Adverse Events and Serious Adverse Event Management
Regular reporting of adverse events is done through data collection in case report forms
These adverse events are already known as potential risks when participating in a research study with a specific investigational product. At the time a participant begins a research study, it is important to have a documented baseline assessment that is detailed with health history and current health issues prior to exposure to the investigational product.
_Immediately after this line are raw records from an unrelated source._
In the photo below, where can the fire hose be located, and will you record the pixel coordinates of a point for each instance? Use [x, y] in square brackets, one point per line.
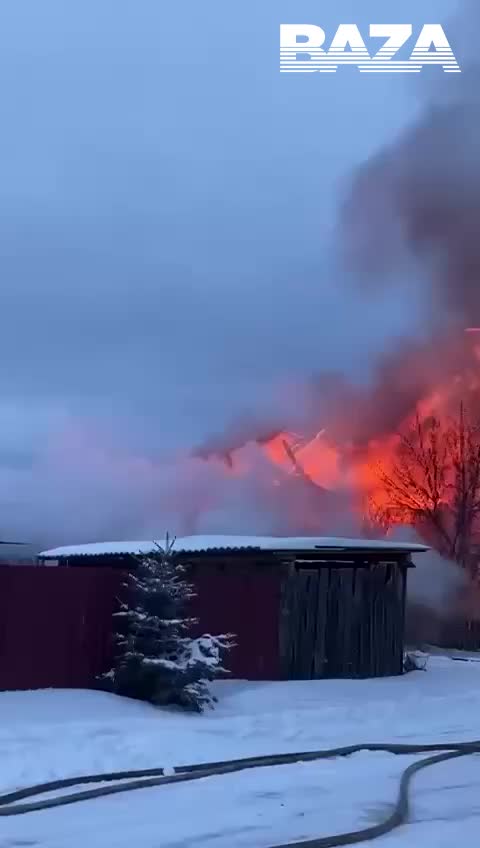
[147, 778]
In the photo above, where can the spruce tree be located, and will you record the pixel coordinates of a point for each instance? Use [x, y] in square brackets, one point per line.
[158, 661]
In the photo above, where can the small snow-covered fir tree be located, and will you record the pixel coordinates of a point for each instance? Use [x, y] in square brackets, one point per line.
[158, 661]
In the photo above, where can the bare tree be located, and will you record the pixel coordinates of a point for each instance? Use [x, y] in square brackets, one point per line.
[434, 481]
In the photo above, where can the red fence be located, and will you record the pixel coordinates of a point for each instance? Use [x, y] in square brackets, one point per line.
[56, 623]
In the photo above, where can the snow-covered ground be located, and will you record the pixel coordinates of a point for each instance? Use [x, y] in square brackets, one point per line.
[51, 734]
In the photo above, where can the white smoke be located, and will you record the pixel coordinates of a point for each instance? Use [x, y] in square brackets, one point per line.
[435, 583]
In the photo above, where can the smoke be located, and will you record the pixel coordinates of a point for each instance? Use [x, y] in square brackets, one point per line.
[408, 225]
[435, 583]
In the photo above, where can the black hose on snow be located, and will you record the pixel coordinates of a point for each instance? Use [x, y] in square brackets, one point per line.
[147, 778]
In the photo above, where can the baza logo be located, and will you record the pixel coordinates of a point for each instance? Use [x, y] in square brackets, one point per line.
[301, 49]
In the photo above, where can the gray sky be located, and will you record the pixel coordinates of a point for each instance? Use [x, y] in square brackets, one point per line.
[167, 200]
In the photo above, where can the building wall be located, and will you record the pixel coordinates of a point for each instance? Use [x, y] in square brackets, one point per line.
[56, 623]
[245, 601]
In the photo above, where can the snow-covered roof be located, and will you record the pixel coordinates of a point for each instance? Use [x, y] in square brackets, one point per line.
[191, 544]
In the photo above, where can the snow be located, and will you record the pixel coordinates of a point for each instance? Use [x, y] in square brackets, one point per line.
[190, 544]
[53, 734]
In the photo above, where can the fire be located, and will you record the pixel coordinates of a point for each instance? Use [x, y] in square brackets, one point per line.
[335, 463]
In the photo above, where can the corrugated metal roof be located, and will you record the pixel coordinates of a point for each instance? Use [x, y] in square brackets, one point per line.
[198, 544]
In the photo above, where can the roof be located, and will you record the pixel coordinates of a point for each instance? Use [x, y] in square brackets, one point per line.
[197, 544]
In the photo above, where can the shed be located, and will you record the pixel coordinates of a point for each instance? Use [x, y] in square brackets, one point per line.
[301, 608]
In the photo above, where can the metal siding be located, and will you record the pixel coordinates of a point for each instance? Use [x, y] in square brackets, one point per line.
[55, 625]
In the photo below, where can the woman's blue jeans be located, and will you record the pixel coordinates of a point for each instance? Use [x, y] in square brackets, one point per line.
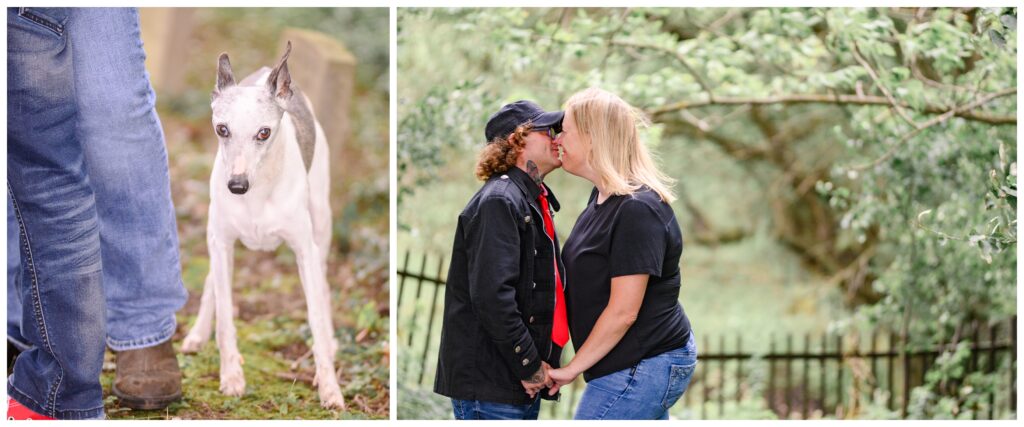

As the participant is exposed to the investigational product, the research team must document any changes in health that may be due to the research study product and report these adverse events through normal data collection tools provided by the sponsor.
Research studies involving interventions such as drugs, biologics or devices require the investigators and sponsors to appropriately report any serious adverse events (SAEs) observed in human participants that are considered serious, unexpected and related to the investigational product as defined by federal regulations. These unanticipated problems need to be reported promptly to the IRB, sponsor and federal agency because they may involve greater risks to human subjects or others than previously expected. Each entity has defined reporting requirements for serious adverse events. It is important to note that sometimes the event is required to be reported to the sponsor as an SAE but it may not need to be reported to the IRB. The research team must be familiar with the various reporting definitions, requirements, and timelines that the reports must be completed. It is important to document when the research team is informed of a potential SAE. This is the point when the timeline for submitting the required reports begins. Sometimes only minimal information is known at the time the initial reports are due; additional information can be submitted once it is available as an amendment to the initial report.
Most reports require a brief history of the event. This description should be professionally written and presented factually. Key information that is helpful to the reviewers of the reports are: participant demographic information, when the participant started the research study, what research intervention the participant was receiving, previous medical history, concomitant medications, last exposure to investigational product, abnormal labs or diagnostic tests, when the study team was notified of the event, description of the actual event, relationship of the AE to the investigational product, whether the participant was hospitalized, if the event has resolved or not, and whether the participant will be removed from the research study or continue to receive the research product.